Mladost Stadium
- Location: Sajmišna ul. 32, 40323, Prelog, Croatia
- Coordinates: 46°19′58″N 16°36′56″E﻿ / ﻿46.33278°N 16.61556°E
- Opened: 1964
- Closed: 2012
- Length: 342 m (0.213 mi)

= Mladost Stadium (Prelog) =

Former stadium in Prelog, Croatia

Mladost Stadium was a multi-use stadium in Prelog, Croatia. It was located in the centre of Prelog at Sajmišna ul. 32. It was used by the NK Mladost Prelog football club and the Prelog Speedway Club.

==History==
On 15 May 1964, the SC Prelog speedway club organised the first official speedway competition at this stadium. Over the following years, Prelog gained the name 'speedway city'.

The stadium was a significant venue for motorcycle speedway and hosted important events. These included qualifying rounds of the Speedway World Team Cup in 1972, 1978 and 1996, qualifying rounds of the Speedway World Championship in 1973 and 1980, and the Speedway World Pairs Championship in 1974 and 1981.

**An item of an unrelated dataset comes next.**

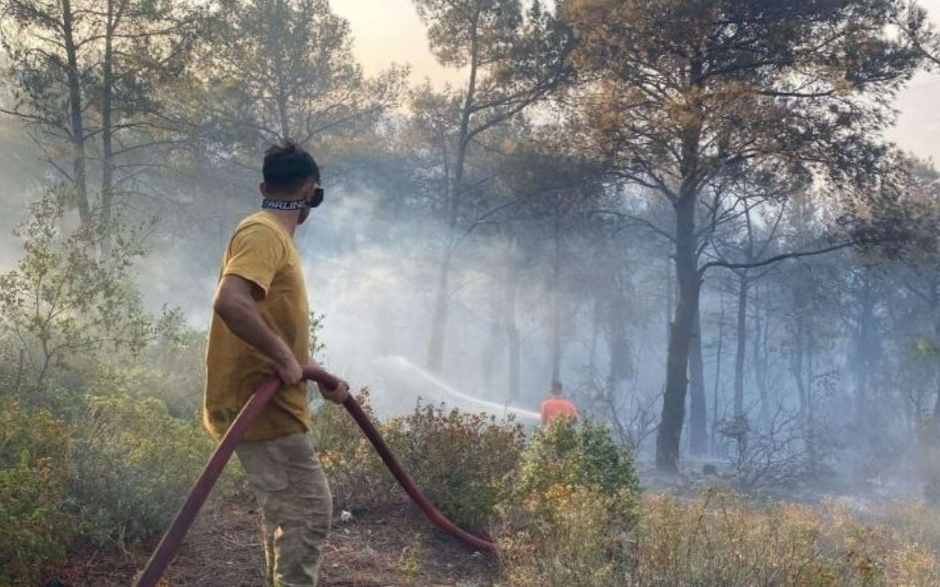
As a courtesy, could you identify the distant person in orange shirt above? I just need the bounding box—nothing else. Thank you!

The track record with a time of 62.2 seconds was set by Nikola Martinec on 2 September 2007 and the last speedway competition was held in 2008 before the stadium closed.

In the summer of 2009, corners of the football field were added but in 2012, the earth embankments around the track and the stands were demolished, and two new football pitches, rotated in relation to the previous one, were built on the site of the former stadium. The opening of the new fields took place on 25 July 2014.